May 13, 2013 by auntkatefirmin
Like my Aunt Kate, I was fortunate enough to visit London. While there I made a point of visiting two of the places I thought she had been. Armed with my camera and the London A-Z, I located #6 Stock Orchard Crescent and Old St. Pancras church.
On her visit to London in 1925, Kate had also taken a photograph of #6 Stock Orchard Crescent. In a letter home to her mother she said, “Day before yesterday I took a bus out the Caledonian Road to Stock Orchard Crescent.” She was confused by the Victorian address convention by which nearby major streets were listed after the name of the smaller street as follows: 6 Stock Orchard Villas, Caledonian Road, Holloway. Since she had several different versions of the address, it appeared to be a side street off Penn Road and Camden Road as well as Caledonian Road. Her original thought was that there were three different possible #6 locations. “As I was walking along Penn Road I met two rather elderly gentlemen whom I stopped and asked about the address. They said that long ago not many houses were there and that all those addresses would be correct.”
She noted that many of the homes along Stock Orchard Crescent, but not #6, had names like “Tennis Villa” on the gate posts.
At the time, both Kate and I had guessed that the family had lived at #6 for some time and that St. Pancras was the family’s local church. In Kate’s letter she comments that she was surprised to discover that St. Pancras church was “so far away” from Stock Orchard – the distance is roughly two miles. I had made an additional incorrect assumption that no ancestor of mine was baptized at a “new” church so I took a photo of the graveyard of Old St. Pancras – which was close to derelict in 1845 when John Robert Firmin was baptized. It was a very atmospheric spot, and by the time of my visit the church had been restored, so I’m not too sorry about the mistake. Kate visited the correct church at a time when the original records were still available in the church, which was very fortunate.
All was well until I discovered my latest favorite website: http://mapco.net/london.htm. I looked forward to the pleasure of locating every London address I came across in a contemporary map. I’ve mostly done so and it has been a pleasure – in the end!
Imagine my dismay after locating a contemporary map only to discover both of us had photographed the wrong house. How did that happen? Most likely you have already seen the problem – Stock Orchard Villas and Stock Orchard Crescent are two separate sets of dwellings. There’s also a Stock Orchard Street near the south end of the Crescent – which still exists.

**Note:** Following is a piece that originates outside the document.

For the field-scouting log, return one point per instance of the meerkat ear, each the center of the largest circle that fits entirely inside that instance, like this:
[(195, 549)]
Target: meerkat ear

While the print is pretty fine, it’s clear from the Weller map of 1868 that the development on the Caledonian Road south of Holloway Road and west of Stock Orchard Crescent is called Stock Orchard Villas. Based on the map, I’ve concluded that when the developer built the residences, one segment of the Caledonian Road was labeled Stock Orchard Villas, most likely for marketing purposes. As far as I can tell it was later in the 1880’s when the Villas were given house numbers consistent with the rest of the Caledonian Road. Just to be certain, I checked the 1871 census and a city directory from 1856 and confirmed that the Villas and the Crescent were just around the corner from each other and contained duplicate numbers. This was actually quite a useful lesson as I’ve now seen other instances where a short segment of a street had its own name for a brief period.
I have not done the research to determine what might have stood at the location of the former #6 Stock Orchard Villas in 1925 or later. In short, I don’t know if Aunt Kate walked by the correct house or if it was already torn down. I imagine that the homes that once stood there were very like those on Stock Orchard Crescent, as the map seems to indicate that both were developed at the same time. After doing further research on the family, I have no reason to believe that John R. Firmin lived with the family in Islington for any length of time. It was his mother Emily, together with the other children, who appears to have moved there by 1871 and the unmarried family members were still living there in 1875 at the time of Emily’s death. In the Firmin’s day the area appears to have been middle-class and well-to-do with some of the families employing live-in servants. The Booth poverty map shows the area in 1898 as continuing to be prosperous.
As for new St. Pancras, for some reason all the children in the family were baptized there whether the family was living in Bath, Wapping, Swindon or elsewhere. Perhaps it was a fashionable church at the time. For now, it’s a small mystery.